Anolis griseus
- Conservation status: Least Concern (IUCN 3.1)

Scientific classification
- Kingdom: Animalia
- Phylum: Chordata
- Class: Reptilia
- Order: Squamata
- Suborder: Iguania
- Family: Dactyloidae
- Genus: Anolis
- Species: A. griseus
- Binomial name: Anolis griseus Garman, 1887

= Anolis griseus =

- Genus: Anolis
- Species: griseus
- Authority: Garman, 1887
- Conservation status: LC

Species of lizard

Anolis griseus, the Saint Vincent's tree anole or Saint Vincent tree anole, is a species of anole lizard.

==Geographic range==
It is endemic to Saint Vincent, an island in the Caribbean Lesser Antilles that is part of Saint Vincent and the Grenadines.

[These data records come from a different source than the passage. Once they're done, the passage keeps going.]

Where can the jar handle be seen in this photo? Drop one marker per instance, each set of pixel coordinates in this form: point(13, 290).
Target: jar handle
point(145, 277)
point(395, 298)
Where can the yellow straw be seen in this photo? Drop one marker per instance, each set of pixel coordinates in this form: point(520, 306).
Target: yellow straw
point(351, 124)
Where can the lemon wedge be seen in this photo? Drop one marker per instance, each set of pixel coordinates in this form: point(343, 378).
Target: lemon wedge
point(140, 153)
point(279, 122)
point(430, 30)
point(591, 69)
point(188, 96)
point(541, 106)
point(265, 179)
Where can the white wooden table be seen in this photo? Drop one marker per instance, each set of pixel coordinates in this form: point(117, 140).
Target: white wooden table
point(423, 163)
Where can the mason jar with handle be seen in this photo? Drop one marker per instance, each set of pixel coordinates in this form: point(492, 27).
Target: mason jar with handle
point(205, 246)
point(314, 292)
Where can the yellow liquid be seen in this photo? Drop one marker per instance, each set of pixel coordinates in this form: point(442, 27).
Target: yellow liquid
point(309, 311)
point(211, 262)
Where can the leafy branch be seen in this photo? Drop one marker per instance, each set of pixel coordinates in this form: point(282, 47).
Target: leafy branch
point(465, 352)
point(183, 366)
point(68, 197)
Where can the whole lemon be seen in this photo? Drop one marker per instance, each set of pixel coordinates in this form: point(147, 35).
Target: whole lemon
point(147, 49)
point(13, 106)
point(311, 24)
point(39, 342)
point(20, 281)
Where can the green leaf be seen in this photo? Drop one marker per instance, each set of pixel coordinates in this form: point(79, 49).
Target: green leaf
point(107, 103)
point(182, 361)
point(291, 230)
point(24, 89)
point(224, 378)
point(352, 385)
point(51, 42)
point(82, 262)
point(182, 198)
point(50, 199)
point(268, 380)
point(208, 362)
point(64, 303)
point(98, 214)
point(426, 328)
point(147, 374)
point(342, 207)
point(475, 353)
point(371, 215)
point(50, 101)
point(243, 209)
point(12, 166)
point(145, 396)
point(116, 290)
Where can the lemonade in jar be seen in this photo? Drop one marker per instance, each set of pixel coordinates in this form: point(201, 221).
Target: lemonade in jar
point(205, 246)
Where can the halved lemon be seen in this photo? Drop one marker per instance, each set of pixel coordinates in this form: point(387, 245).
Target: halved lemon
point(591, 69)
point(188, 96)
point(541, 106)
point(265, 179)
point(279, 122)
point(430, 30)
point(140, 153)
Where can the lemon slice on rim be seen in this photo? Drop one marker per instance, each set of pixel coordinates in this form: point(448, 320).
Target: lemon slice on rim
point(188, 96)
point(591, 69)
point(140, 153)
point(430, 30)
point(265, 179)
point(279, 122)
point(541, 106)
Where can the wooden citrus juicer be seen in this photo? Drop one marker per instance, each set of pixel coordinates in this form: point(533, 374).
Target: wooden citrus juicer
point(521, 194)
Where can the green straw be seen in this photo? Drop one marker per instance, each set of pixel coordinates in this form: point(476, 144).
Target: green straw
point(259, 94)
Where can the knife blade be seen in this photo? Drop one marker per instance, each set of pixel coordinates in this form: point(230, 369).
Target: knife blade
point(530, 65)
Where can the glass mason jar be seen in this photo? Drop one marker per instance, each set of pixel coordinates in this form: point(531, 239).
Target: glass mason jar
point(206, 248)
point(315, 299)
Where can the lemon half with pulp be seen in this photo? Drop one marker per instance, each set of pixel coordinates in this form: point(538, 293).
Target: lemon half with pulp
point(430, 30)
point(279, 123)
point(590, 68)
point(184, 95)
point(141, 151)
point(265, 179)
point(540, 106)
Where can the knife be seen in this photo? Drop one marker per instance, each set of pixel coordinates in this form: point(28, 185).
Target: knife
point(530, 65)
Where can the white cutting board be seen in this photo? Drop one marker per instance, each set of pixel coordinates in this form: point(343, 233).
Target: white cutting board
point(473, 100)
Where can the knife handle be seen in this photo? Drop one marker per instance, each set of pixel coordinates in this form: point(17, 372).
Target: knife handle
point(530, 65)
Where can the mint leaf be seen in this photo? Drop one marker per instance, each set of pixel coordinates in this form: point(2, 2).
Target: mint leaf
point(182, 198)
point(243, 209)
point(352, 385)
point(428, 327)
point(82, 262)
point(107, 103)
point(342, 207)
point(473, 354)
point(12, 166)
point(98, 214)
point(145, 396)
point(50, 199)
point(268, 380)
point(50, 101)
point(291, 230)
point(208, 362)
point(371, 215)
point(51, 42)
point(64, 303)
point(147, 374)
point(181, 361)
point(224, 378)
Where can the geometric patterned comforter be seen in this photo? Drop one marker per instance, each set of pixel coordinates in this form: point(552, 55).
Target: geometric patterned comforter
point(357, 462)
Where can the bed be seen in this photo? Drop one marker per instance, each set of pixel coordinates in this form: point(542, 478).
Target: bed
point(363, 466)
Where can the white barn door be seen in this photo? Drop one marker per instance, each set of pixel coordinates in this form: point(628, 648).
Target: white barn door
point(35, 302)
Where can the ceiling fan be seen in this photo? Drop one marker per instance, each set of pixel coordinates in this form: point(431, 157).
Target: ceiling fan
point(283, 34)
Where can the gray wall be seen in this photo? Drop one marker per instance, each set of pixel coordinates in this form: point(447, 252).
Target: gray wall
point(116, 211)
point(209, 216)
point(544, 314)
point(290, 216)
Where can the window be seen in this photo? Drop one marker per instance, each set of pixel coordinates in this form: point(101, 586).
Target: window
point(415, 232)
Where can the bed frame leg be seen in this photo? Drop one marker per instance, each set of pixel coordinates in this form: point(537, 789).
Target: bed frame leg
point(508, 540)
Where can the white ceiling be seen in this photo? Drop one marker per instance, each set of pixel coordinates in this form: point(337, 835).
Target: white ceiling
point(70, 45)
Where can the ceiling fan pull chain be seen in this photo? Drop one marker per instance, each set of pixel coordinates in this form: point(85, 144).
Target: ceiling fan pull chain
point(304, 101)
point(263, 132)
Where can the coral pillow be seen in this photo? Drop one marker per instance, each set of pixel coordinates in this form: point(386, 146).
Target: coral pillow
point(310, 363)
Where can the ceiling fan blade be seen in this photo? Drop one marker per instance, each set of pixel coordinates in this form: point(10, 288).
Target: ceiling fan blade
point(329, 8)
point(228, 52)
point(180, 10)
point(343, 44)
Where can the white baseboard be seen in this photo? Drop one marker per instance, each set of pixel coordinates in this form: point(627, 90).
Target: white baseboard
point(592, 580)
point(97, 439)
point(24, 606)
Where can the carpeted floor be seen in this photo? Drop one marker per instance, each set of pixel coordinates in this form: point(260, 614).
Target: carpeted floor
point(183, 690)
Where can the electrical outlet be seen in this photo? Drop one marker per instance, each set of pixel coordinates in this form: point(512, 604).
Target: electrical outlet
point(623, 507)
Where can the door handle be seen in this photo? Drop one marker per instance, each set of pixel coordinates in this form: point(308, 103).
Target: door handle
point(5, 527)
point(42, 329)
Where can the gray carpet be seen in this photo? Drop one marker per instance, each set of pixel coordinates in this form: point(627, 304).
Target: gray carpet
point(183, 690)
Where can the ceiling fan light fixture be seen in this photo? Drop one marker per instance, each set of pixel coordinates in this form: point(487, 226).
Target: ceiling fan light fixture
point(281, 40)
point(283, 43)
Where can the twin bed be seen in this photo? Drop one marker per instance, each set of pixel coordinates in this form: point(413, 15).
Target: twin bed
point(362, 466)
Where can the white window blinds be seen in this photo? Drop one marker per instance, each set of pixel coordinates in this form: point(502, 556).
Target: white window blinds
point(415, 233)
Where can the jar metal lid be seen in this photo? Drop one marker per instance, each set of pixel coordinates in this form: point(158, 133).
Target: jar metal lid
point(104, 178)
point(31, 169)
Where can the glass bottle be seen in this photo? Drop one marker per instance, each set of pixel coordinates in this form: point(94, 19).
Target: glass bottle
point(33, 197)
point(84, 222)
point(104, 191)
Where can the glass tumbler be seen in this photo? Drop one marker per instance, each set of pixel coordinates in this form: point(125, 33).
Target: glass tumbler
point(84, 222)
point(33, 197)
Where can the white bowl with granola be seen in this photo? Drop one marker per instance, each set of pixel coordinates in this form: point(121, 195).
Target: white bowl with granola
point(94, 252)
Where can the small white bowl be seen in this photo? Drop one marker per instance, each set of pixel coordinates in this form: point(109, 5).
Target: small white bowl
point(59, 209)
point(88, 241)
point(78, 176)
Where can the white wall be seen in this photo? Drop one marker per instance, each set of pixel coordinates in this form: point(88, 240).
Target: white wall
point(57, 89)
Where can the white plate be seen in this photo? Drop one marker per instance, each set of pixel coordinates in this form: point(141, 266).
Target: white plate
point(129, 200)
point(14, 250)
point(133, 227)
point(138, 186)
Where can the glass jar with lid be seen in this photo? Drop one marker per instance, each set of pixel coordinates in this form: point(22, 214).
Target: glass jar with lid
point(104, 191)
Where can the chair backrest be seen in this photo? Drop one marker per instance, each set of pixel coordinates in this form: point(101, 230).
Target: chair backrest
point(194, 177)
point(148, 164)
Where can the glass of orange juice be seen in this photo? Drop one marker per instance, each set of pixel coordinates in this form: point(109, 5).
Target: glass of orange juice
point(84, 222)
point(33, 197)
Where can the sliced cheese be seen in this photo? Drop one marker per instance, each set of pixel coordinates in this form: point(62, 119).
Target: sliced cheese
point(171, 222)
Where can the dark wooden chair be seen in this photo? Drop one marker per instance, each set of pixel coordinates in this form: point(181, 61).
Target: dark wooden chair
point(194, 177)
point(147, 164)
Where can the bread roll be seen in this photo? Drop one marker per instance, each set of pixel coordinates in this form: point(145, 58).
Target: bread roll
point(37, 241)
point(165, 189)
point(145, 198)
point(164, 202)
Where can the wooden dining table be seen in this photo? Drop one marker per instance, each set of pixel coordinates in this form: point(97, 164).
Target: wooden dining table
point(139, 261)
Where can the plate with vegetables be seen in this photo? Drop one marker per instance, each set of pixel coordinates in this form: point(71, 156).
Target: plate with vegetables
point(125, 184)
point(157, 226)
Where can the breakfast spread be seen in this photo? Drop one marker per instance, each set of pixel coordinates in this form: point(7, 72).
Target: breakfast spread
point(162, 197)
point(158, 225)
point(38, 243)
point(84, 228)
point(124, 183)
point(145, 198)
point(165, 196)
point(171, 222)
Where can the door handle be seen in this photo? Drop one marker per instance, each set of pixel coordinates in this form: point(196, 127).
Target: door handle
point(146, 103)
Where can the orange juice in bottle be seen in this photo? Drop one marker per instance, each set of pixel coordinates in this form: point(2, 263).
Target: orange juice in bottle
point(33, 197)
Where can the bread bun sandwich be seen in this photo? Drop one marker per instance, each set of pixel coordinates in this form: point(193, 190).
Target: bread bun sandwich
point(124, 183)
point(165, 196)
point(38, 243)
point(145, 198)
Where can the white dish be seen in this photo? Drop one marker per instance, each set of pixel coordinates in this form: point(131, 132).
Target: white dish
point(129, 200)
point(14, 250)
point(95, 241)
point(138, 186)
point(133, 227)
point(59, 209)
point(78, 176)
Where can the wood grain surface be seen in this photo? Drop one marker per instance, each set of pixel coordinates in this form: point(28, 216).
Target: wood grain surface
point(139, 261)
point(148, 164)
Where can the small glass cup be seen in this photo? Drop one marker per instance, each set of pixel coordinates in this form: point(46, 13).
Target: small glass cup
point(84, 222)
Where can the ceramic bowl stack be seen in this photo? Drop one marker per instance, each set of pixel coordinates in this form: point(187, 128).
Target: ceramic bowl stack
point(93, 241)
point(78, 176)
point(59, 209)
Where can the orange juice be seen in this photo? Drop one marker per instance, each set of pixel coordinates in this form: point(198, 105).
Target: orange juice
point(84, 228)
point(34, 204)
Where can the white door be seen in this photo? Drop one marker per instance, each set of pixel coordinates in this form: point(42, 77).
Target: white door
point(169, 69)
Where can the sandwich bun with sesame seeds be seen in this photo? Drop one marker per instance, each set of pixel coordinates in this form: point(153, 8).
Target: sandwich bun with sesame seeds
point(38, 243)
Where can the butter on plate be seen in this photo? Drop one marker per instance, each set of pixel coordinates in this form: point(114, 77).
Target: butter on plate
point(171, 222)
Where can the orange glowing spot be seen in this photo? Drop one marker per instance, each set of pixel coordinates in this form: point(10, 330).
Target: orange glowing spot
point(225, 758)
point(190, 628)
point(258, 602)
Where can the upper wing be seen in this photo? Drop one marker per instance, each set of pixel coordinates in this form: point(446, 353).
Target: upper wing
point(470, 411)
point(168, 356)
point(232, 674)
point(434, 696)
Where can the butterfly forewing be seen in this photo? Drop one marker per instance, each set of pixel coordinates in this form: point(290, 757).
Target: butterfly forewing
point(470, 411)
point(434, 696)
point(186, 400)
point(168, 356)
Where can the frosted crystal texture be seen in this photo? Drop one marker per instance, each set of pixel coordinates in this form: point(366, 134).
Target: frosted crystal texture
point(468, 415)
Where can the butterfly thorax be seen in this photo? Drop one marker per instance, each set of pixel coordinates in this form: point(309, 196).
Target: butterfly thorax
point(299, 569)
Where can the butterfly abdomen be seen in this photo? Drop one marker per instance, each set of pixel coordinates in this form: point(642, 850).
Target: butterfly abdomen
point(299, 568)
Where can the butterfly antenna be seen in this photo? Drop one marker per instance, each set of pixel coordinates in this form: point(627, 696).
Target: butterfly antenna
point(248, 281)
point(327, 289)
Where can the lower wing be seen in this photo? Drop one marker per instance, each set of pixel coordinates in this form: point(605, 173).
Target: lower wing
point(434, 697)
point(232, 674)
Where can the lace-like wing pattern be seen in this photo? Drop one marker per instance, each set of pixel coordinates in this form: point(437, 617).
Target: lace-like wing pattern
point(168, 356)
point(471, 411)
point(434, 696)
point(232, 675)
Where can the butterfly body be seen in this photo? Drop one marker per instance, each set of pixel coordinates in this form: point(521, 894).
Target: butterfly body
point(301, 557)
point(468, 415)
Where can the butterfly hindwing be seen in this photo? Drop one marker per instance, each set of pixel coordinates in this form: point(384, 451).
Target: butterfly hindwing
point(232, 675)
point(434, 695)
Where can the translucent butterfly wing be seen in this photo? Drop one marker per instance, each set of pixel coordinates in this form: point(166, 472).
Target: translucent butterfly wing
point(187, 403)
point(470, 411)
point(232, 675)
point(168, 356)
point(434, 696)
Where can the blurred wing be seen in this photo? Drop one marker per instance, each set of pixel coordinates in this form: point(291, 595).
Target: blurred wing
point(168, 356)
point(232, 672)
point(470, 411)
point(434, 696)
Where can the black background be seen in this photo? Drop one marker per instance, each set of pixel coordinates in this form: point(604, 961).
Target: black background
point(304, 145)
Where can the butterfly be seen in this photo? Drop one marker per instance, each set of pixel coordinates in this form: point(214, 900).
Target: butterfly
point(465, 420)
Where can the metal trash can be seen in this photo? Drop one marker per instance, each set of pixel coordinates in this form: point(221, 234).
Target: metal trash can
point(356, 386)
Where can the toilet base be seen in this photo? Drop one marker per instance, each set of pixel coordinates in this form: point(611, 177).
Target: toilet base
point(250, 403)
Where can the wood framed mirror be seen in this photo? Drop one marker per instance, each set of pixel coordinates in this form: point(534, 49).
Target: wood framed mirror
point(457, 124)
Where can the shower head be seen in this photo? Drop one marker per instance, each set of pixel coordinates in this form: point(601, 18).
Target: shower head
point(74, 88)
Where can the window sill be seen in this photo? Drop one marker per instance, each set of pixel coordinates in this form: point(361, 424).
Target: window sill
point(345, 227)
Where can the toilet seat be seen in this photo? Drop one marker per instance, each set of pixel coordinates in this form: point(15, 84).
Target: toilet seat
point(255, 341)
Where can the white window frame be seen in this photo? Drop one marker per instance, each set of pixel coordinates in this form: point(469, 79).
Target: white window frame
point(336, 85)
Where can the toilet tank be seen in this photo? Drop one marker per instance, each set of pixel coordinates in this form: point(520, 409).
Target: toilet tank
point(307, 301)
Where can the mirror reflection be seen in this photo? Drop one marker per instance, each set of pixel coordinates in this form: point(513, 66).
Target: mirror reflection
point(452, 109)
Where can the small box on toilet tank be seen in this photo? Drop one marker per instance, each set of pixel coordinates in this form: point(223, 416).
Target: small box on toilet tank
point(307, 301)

It is one of two anole species on Saint Vincent, the other being the much smaller A. trinitatis.

==Description==
Saint Vincent's tree anole can reach a length of 136 mm snout-to-vent. Its dorsal surface is mossy gray-brown, occasionally with a yellow tint on its face and limbs. Its belly is pale green or yellow-gray, and its dewlap is dull orange. It has irregular dark markings on its body.

==Behavior==
It usually perches high, but sometimes descends to the ground.